First, there’s  Jake.  He started out the year so lost, so unsure of what high school was all about and even more confused about an Advanced Placement course.  Then suddenly he got “it”.   He had that “light bulb” moment as teachers we all dream about.  He started to excel and exceed both his parents and my expectations.  Instead of hiding in the back of the room, he sat high, walked into class with just a bit of swagger, because he knew he had it all together.

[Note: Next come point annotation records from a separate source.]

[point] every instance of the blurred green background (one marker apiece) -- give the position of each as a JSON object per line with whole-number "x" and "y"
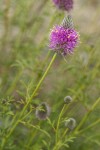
{"x": 24, "y": 55}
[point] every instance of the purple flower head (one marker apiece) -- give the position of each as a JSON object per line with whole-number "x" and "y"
{"x": 63, "y": 40}
{"x": 66, "y": 5}
{"x": 42, "y": 111}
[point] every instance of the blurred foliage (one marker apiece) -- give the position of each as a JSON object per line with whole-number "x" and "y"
{"x": 24, "y": 55}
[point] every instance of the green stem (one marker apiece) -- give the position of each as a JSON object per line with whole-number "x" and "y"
{"x": 90, "y": 126}
{"x": 58, "y": 123}
{"x": 30, "y": 99}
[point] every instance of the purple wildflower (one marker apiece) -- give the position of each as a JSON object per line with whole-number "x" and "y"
{"x": 42, "y": 111}
{"x": 66, "y": 5}
{"x": 63, "y": 40}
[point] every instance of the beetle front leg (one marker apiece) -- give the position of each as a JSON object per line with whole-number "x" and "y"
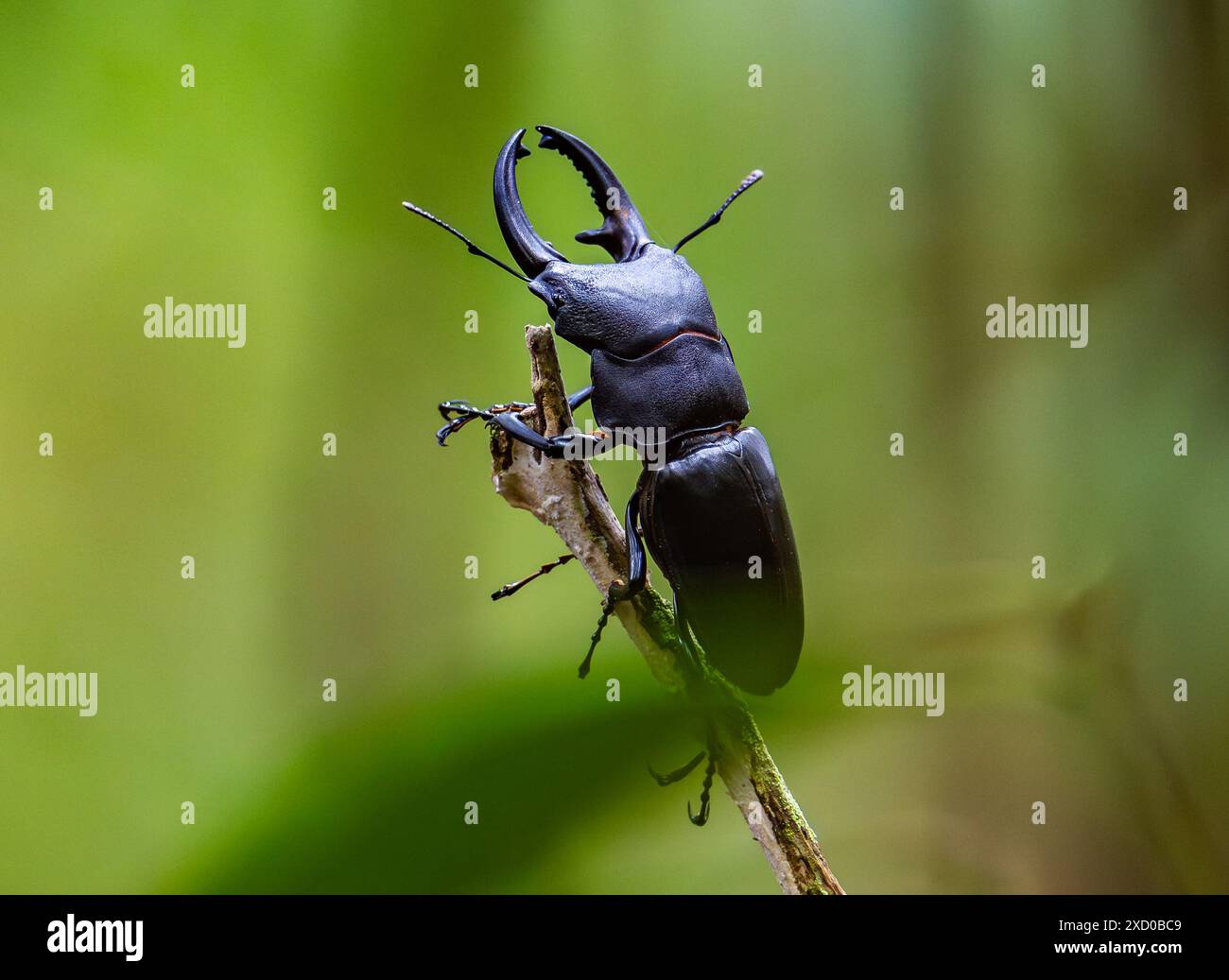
{"x": 458, "y": 413}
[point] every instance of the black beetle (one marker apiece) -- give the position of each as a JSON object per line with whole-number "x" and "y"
{"x": 663, "y": 376}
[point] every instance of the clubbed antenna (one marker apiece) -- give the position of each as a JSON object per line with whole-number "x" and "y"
{"x": 471, "y": 246}
{"x": 749, "y": 181}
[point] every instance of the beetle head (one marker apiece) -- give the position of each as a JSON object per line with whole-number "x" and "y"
{"x": 646, "y": 298}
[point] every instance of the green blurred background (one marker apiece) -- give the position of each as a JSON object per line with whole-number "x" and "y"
{"x": 307, "y": 568}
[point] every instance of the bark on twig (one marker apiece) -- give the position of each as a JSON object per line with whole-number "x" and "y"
{"x": 566, "y": 496}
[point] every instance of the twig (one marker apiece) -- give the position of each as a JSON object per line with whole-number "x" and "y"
{"x": 566, "y": 496}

I thought about Katie next.  Katie had no desire to be in my class.  She was only there because her mom “made her take it”.  She sat in class sullenly, doing the bare minimum to get by.  Then in December, we started to talk about gender issues and Katie perked up.  She joined in our conversations, read every reading assignment and asked a million questions in class.  When assigned a project in her English class, she chose to do it on improving education for women in less developed countries.  Now, she has applied to join a mission trip to the Philippines to work with women rescued from sex trafficking.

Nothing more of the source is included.